Le Tribunal de commerce de Montpellier, statuant le 6 octobre 2025, a prononcé la liquidation judiciaire d’une société. La procédure a été initiée par la demande du débiteur lui-même. Le tribunal a constaté l’état de cessation des paiements et l’impossibilité manifeste de redressement. Il a donc ouvert la procédure en application de l’article L. 640-1 du code de commerce.
La double condition légale de l’ouverture
Le constat rigoureux de la cessation des paiements
Le tribunal rappelle la définition légale de la cessation des paiements. Celle-ci résulte de l’impossibilité pour le débiteur de faire face à son passif exigible avec son actif disponible. Cette appréciation in concreto est une condition de fond essentielle. Elle marque le point de départ de l’insolvabilité constatée par le juge. Sa date est fixée provisoirement pour encadrer la période suspecte.

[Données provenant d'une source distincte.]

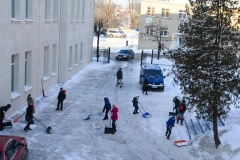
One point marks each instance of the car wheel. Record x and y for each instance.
(25, 154)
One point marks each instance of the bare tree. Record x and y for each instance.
(105, 12)
(133, 8)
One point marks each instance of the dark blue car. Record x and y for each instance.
(125, 54)
(154, 74)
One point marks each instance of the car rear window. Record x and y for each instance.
(153, 73)
(123, 51)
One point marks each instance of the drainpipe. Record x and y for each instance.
(59, 36)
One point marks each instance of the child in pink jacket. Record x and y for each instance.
(114, 116)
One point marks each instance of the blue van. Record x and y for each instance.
(154, 74)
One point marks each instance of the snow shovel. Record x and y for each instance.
(47, 128)
(16, 120)
(180, 142)
(109, 129)
(146, 114)
(92, 115)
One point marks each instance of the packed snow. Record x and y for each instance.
(137, 137)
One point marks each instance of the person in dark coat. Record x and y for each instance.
(145, 86)
(114, 116)
(170, 123)
(29, 117)
(107, 107)
(61, 97)
(181, 110)
(119, 77)
(135, 104)
(3, 109)
(176, 102)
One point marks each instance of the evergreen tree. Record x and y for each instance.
(207, 68)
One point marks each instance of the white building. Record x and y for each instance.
(45, 41)
(167, 14)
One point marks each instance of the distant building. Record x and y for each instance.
(168, 14)
(43, 42)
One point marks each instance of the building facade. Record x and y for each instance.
(43, 42)
(161, 17)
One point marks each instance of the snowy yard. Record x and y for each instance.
(137, 138)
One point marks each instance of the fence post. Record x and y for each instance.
(108, 54)
(141, 58)
(152, 56)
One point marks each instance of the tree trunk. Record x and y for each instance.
(215, 130)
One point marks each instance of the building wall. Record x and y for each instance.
(40, 37)
(172, 23)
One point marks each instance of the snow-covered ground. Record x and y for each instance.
(137, 138)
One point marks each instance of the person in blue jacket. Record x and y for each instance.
(107, 107)
(170, 123)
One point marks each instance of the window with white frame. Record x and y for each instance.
(28, 9)
(27, 78)
(47, 9)
(54, 59)
(15, 7)
(46, 62)
(182, 14)
(151, 11)
(164, 31)
(72, 9)
(149, 31)
(78, 9)
(14, 73)
(165, 13)
(83, 8)
(81, 51)
(76, 52)
(55, 10)
(70, 57)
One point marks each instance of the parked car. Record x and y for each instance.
(154, 74)
(125, 54)
(116, 34)
(13, 148)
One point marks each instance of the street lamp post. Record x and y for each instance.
(98, 32)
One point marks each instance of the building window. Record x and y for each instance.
(165, 13)
(46, 62)
(14, 73)
(164, 32)
(47, 9)
(72, 10)
(28, 9)
(70, 57)
(15, 9)
(81, 51)
(54, 59)
(182, 14)
(78, 9)
(76, 52)
(27, 77)
(55, 10)
(148, 20)
(83, 9)
(151, 11)
(149, 31)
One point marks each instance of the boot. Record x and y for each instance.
(114, 127)
(25, 129)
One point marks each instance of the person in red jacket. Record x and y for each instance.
(114, 116)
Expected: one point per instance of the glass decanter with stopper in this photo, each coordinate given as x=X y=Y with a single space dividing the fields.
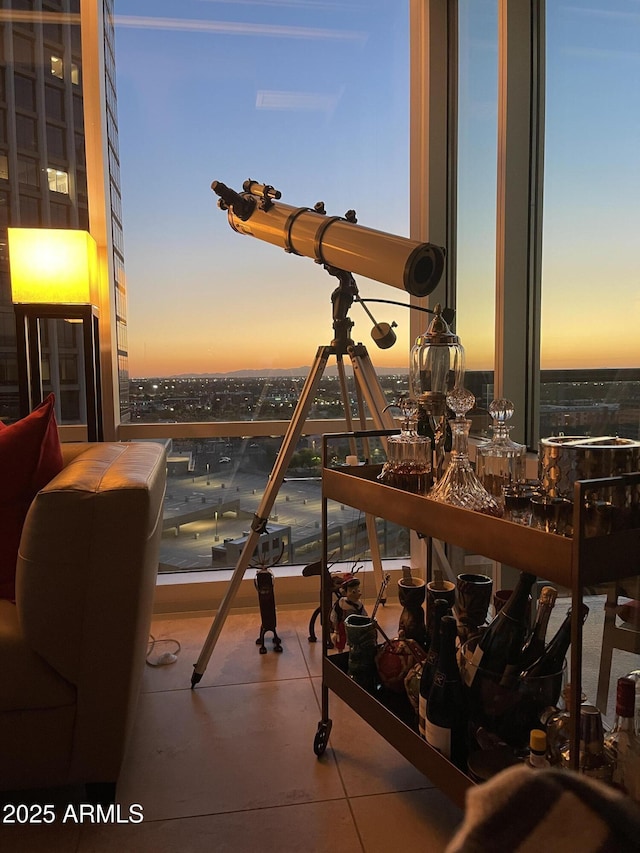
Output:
x=459 y=484
x=500 y=462
x=409 y=456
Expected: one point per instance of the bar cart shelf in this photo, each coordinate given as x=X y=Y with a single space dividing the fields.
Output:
x=569 y=562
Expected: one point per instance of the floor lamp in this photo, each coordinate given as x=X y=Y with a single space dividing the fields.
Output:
x=53 y=272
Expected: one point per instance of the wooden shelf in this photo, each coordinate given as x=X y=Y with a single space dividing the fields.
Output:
x=513 y=544
x=395 y=731
x=570 y=562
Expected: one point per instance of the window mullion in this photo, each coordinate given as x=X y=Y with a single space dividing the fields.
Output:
x=519 y=197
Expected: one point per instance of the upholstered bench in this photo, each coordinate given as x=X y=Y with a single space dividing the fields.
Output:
x=73 y=644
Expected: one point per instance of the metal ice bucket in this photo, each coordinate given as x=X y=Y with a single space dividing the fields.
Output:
x=564 y=459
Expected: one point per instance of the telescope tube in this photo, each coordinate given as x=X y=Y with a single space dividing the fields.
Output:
x=334 y=241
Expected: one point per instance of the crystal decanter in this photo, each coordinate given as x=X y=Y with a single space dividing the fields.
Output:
x=408 y=464
x=459 y=485
x=500 y=462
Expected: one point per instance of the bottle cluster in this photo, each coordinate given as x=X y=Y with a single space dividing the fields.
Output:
x=490 y=695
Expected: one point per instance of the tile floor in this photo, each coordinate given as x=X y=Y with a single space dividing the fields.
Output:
x=230 y=765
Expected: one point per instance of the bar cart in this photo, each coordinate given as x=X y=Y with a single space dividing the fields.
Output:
x=575 y=563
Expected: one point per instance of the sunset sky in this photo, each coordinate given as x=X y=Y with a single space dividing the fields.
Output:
x=312 y=97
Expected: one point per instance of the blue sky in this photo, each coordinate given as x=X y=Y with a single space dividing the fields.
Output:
x=312 y=97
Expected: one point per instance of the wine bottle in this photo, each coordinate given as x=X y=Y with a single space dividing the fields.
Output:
x=623 y=742
x=534 y=646
x=500 y=647
x=538 y=749
x=441 y=608
x=446 y=723
x=551 y=661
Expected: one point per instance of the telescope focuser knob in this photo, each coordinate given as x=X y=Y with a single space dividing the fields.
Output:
x=242 y=206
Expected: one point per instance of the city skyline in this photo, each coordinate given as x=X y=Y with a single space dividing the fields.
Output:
x=312 y=97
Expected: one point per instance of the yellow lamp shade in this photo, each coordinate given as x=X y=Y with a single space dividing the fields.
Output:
x=51 y=265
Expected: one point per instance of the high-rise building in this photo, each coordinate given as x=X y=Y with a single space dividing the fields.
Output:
x=43 y=179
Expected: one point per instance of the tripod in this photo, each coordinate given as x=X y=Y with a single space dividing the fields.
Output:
x=367 y=389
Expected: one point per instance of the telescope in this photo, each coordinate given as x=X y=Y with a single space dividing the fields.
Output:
x=334 y=241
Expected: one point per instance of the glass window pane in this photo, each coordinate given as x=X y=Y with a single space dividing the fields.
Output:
x=477 y=175
x=311 y=98
x=590 y=352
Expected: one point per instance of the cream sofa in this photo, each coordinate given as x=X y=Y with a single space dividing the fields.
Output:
x=73 y=646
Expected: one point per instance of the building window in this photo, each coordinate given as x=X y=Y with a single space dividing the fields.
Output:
x=56 y=146
x=54 y=102
x=23 y=53
x=57 y=68
x=58 y=180
x=28 y=172
x=30 y=212
x=25 y=92
x=26 y=132
x=59 y=215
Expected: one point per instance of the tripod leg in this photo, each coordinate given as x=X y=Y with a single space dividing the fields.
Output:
x=369 y=385
x=293 y=433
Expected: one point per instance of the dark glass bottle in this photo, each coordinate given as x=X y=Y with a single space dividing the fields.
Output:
x=446 y=723
x=441 y=608
x=500 y=647
x=551 y=661
x=535 y=643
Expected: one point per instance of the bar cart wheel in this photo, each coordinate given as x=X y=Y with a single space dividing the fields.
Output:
x=322 y=737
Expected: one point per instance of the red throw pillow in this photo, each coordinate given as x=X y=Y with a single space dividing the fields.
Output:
x=30 y=456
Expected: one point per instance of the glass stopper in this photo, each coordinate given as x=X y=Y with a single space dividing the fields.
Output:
x=501 y=410
x=460 y=400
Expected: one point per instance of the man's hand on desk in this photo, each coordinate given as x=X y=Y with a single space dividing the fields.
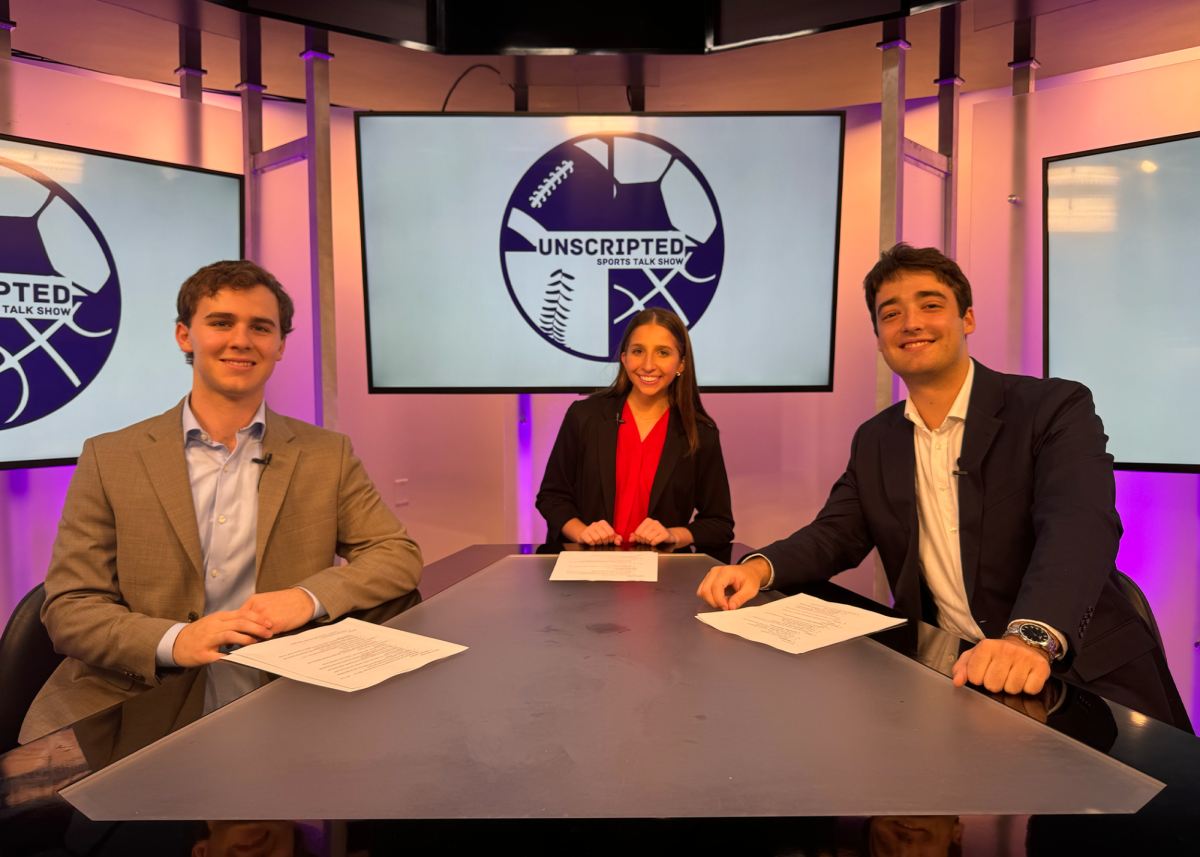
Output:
x=744 y=580
x=1006 y=665
x=285 y=610
x=199 y=642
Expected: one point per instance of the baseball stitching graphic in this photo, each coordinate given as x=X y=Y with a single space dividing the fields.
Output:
x=603 y=227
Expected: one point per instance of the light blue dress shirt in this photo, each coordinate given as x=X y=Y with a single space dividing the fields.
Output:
x=225 y=490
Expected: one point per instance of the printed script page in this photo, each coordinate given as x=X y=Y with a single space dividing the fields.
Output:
x=799 y=623
x=347 y=655
x=642 y=565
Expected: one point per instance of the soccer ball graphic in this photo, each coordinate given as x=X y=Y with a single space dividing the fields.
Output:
x=603 y=227
x=60 y=301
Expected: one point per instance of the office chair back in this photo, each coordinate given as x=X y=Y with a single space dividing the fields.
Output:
x=27 y=660
x=1138 y=599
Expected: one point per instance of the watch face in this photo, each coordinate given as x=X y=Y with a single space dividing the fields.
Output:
x=1035 y=634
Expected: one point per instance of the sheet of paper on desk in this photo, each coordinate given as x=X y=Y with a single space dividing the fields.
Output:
x=799 y=623
x=641 y=565
x=347 y=655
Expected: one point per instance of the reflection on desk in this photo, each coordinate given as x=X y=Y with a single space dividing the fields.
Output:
x=35 y=821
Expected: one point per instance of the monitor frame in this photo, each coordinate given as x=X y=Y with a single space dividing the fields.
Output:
x=372 y=388
x=1137 y=466
x=153 y=162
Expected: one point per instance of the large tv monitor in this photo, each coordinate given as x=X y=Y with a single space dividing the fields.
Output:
x=93 y=251
x=507 y=252
x=1121 y=293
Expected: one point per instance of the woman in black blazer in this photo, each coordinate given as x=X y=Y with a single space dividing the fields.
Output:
x=600 y=477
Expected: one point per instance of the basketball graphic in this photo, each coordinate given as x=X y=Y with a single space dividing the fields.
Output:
x=603 y=227
x=60 y=301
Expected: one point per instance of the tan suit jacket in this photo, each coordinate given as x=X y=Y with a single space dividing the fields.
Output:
x=127 y=564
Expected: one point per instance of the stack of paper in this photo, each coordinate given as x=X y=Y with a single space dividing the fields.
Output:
x=347 y=655
x=642 y=565
x=799 y=623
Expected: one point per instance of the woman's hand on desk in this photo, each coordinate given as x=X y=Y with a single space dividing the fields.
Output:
x=651 y=532
x=599 y=533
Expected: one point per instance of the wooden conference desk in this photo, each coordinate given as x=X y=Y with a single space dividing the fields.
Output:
x=612 y=701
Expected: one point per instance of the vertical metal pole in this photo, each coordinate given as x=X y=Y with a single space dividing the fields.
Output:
x=251 y=88
x=6 y=27
x=1024 y=65
x=190 y=73
x=948 y=82
x=525 y=401
x=892 y=102
x=520 y=84
x=321 y=225
x=637 y=83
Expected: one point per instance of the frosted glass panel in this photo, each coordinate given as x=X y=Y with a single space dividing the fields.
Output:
x=1122 y=293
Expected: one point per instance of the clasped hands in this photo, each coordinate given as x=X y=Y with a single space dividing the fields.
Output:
x=649 y=532
x=263 y=615
x=1006 y=665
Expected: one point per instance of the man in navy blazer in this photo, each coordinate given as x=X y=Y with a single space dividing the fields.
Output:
x=1024 y=563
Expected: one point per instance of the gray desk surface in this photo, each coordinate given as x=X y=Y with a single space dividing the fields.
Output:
x=611 y=700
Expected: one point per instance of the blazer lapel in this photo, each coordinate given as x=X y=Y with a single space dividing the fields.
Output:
x=606 y=453
x=978 y=433
x=899 y=461
x=276 y=478
x=672 y=450
x=167 y=467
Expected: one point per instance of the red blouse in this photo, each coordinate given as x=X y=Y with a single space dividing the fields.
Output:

L’appréciation de l’impossibilité manifeste de redressement
Le juge retient également que le redressement de la société est manifestement impossible. Cette seconde condition cumulative est explicitement requise par la loi. « Attendu que l’article L640-1 du code de commerce dispose que «il est institué une procédure de liquidation judiciaire ouverte à tout débiteur mentionné à l’article L. 640-2 en cessation des paiements et dont le redressement est manifestement impossible. » (Tribunal de commerce de commerce de Thonon-les-Bains, le 28 mai 2025, n°2025F00464). L’appréciation est laissée à la souveraineté des juges du fond.
Les conséquences procédurales du prononcé
Les mesures immédiates d’organisation et de publicité
Dès le jugement d’ouverture, le tribunal organise le déroulement de la procédure. Il désigne un commissaire de justice pour réaliser inventaire et prisée. Il fixe également le délai pour l’établissement de la liste des créances. La publicité du jugement est ordonnée sans délai pour assurer l’information des tiers. L’exécution provisoire est de droit pour garantir l’efficacité de ces mesures.
Le cadre temporel strict imposé à la procédure
Le tribunal inscrit d’emblée la liquidation dans un délai contraint. Il rappelle que la clôture devra être examinée dans un délai d’un an. Cette injonction vise à assurer une célérité protectrice des intérêts en présence. Elle cadre avec l’objectif de liquidation des actifs et d’apurement du passif. Le délai fixé pour la déclaration des créances participe de cette même célérité.